Une tempête imminente sur les moyens de paiements en Europe

Dossier : Entreprise et managementMagazine N°608 Octobre 2005
Par Sami CHABENNE (87)
Par Pierre-Olivier GERVAIS (94)

Le métier des paie­ments repré­sente une com­po­sante essen­tielle de l’activité ban­caire et par­ti­cipe de manière impor­tante à la pro­fi­ta­bi­li­té des banques. Le Bos­ton Consul­ting Group, qui mène depuis une dizaine d’années sous la direc­tion de Nick Viner, asso­cié du bureau de Londres, une enquête annuelle auprès des prin­ci­paux acteurs ban­caires mon­diaux, estime que 35% des reve­nus des banques sont direc­te­ment liés aux paiements.
Ce métier, qui regroupe les chèques, les cartes de paie­ment, les ser­vices de tran­sac­tion et les flux a connu une crois­sance sou­te­nue et conti­nue des volumes. Nous esti­mons que cette crois­sance devrait se pour­suivre sur les pro­chaines années, et que les paie­ments pèse­ront près de 390 mil­liards de dol­lars dans le PNB (Pro­duit net ban­caire) des banques à l’horizon 2010, soit une aug­men­ta­tion d’environ 35 % sur dix ans.
Nous pen­sons aus­si que ce métier subi­ra une rapide muta­tion dans les trois à cinq ans à venir, sous l’effet com­bi­né de la glo­ba­li­sa­tion, des évo­lu­tions tech­no­lo­giques et de l’accroissement des exi­gences des clients. Les acteurs d’aujourd’hui devront donc faire face à une véri­table “ tem­pête ”, qui se tra­dui­rait à la fois par une éro­sion des marges et une aug­men­ta­tion en flèche des investissements.
Quelles sont les carac­té­ris­tiques de ce bou­le­ver­se­ment ? Quelles en sont les consé­quences pour les banques ? Quel sera le pay­sage des moyens de paie­ments demain ?

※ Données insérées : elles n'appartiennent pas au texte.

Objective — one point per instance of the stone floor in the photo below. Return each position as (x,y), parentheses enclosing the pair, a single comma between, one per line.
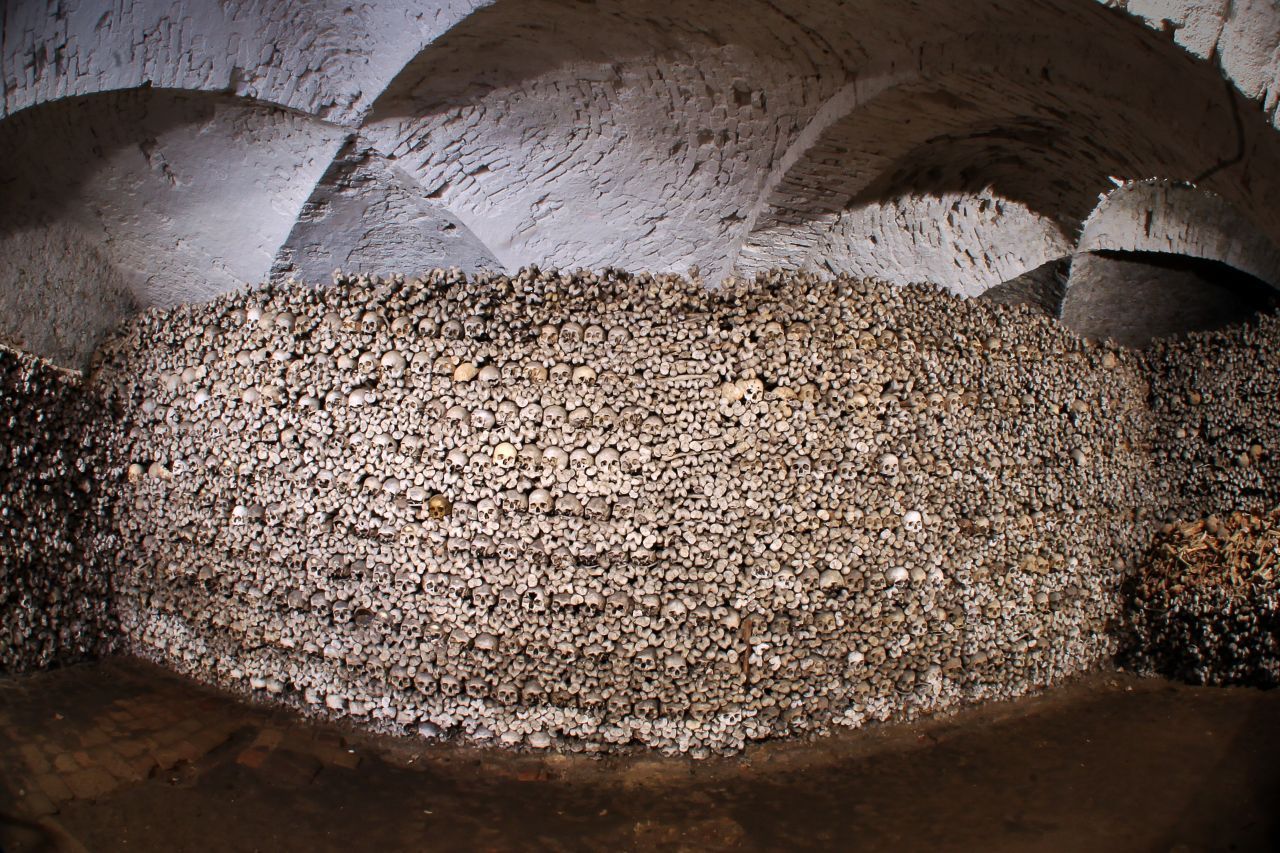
(122,756)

Les paiements en profonde mutation : une » tempête » en perspective ?

Ces der­nières années, l’in­dus­trie euro­péenne des paie­ments a ini­tié sa trans­for­ma­tion. L’é­ro­sion des marges a déjà com­men­cé et s’ac­cen­tue­ra au cours des années à venir. Nous pré­voyons qu’entre 2001 et 2011 les reve­nus par tran­sac­tion dimi­nue­ront de l’ordre de 25 % pour les paie­ments domes­tiques. Cette baisse attein­drait même plus de 50 % pour les paie­ments inter­na­tio­naux. Elle s’ex­plique par trois prin­ci­paux fac­teurs : des chan­ge­ments sans pré­cé­dent dans le com­por­te­ment des clients ; des régle­men­ta­tions de plus en plus struc­tu­rantes ; et enfin l’en­trée sur le mar­ché de nou­veaux acteurs uti­li­sant des réseaux non bancaires.

Le mar­ché n’est plus régi par les four­nis­seurs de moyens de paie­ments mais par les clients eux-mêmes. Ceux-ci exigent une offre ban­caire, de plus en plus sophis­ti­quée, cor­res­pon­dant par­fai­te­ment à leurs besoins, notam­ment en matière de paie­ment élec­tro­nique des fac­tures, ou bien de mise à dis­po­si­tion d’in­for­ma­tions en temps réel. Ces com­por­te­ments qui étaient tra­di­tion­nel­le­ment le propre des grands clients cor­po­rate tendent à se géné­ra­li­ser aux clients entre­prises de plus petite taille et aux clients par­ti­cu­liers. L’en­semble des clients uti­lisent de plus en plus les moyens élec­tro­niques mis à leur dis­po­si­tion depuis quelques années (voir figure 1), même si le chèque reste encore bien pré­sent en France où il repré­sente 31 % des paie­ments (en 2002, l’u­sage du chèque en France repré­sen­tait 79 % du total des chèques échan­gés dans la zone euro). L’exi­gence crois­sante des clients se tra­duit par une baisse de leur fidé­li­té, avec des mises en concur­rence fréquentes.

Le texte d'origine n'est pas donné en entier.